__Capstone Project - The Battle of Neighborhoods:__

This solution is an attempt to leverage __Four Square Location Service Provider API__ to address a unique problem applying learnings from earlier practical sessions. 

__Problem Intuition:__

Mr.John is 65 year old person who has decided to __move-in to an apartment__ with his wife Mrs.John to a new location among the below considerations in city of Toronto:

- Downtown Toronto
- East Toronto
- West Toronto
- Central Toronto

One key requirement for this beautiful old couple is the __vicinity of Hospitals__ from their new location. Both of them have pre exisiting medical conditions. 

Mr.John - a __heart patient__ and his requirement is that the new location should be nearer to __heart speciality hospitals.__

Mrs.John has been visiting __Toronto General Hospitals__ for past few years and she needs atleast one among these hospitals accessible from the new location. 
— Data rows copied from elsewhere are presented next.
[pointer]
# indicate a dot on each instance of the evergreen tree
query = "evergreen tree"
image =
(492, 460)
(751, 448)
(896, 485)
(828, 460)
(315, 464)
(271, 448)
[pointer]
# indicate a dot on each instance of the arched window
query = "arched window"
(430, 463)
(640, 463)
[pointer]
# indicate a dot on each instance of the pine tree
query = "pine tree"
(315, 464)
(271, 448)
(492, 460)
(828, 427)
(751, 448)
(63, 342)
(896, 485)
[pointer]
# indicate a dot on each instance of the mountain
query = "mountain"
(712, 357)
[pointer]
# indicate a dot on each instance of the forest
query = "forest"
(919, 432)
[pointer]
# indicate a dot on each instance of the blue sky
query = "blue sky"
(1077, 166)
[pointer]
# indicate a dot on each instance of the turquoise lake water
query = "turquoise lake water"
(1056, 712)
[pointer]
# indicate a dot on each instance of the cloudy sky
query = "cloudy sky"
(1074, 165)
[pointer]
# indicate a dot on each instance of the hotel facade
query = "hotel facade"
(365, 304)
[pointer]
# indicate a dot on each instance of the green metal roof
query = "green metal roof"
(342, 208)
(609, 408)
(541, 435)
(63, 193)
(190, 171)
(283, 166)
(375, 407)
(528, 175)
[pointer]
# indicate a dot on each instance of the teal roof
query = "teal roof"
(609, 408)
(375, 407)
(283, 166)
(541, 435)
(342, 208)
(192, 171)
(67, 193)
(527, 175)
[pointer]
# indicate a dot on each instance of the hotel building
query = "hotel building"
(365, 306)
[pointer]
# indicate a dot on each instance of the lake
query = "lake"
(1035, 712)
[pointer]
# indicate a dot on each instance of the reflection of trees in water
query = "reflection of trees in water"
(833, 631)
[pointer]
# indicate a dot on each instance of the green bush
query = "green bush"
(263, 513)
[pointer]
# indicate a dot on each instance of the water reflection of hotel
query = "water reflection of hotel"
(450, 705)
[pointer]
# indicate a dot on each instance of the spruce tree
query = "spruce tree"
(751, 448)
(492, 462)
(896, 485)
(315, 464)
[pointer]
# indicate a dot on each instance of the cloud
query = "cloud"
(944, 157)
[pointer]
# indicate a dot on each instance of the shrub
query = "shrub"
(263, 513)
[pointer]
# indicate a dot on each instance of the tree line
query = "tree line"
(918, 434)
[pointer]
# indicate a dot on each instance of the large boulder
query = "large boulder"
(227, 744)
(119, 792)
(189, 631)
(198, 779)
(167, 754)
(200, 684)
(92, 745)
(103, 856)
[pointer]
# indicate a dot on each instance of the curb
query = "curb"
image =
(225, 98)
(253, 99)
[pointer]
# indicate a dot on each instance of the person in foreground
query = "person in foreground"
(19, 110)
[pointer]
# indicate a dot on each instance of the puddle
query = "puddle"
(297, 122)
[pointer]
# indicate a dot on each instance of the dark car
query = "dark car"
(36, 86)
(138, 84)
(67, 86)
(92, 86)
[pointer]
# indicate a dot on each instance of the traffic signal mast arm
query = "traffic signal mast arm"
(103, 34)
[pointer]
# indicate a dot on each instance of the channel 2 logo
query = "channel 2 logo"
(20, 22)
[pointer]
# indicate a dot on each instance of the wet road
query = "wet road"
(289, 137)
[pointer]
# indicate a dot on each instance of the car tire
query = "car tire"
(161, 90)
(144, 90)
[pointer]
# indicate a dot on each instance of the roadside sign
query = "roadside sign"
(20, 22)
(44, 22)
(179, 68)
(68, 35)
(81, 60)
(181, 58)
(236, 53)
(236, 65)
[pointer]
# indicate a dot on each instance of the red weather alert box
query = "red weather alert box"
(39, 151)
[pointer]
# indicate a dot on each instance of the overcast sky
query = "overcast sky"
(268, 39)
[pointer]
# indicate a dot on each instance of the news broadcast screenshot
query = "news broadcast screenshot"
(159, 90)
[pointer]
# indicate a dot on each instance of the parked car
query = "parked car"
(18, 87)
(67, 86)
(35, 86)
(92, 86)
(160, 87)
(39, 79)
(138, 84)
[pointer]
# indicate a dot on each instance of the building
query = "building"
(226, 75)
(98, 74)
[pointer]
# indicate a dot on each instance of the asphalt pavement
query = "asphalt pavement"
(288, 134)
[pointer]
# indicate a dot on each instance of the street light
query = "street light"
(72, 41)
Apart from this condition, they are flexible enough to handle other requirements. 

They need our help to __suggest them an apt location__ as near as possible according to above conditions, so that they can move without any hesitation and also continue to take their treatments in this old age without any hassle. 

__Importing necessary Libraries:__

In [1]:
import pandas as pd
from pandas import json_normalize
#!pip install geocoder
import geocoder
#!pip install geopy
from geopy.geocoders import Nominatim
import folium # map rendering library
import requests #REST operation

__Creating Pandas Dataframe with Toronto Neighbourhood from extracted Table:__ 

In [2]:
toronto_df = pd.read_html('https://en.wikipedia.org/wiki/List_of_postal_codes_of_Canada:_M')[0]
toronto_df.head()

Unnamed: 0,Postal Code,Borough,Neighbourhood
0,M1A,Not assigned,Not assigned
1,M2A,Not assigned,Not assigned
2,M3A,North York,Parkwoods
3,M4A,North York,Victoria Village
4,M5A,Downtown Toronto,"Regent Park, Harbourfront"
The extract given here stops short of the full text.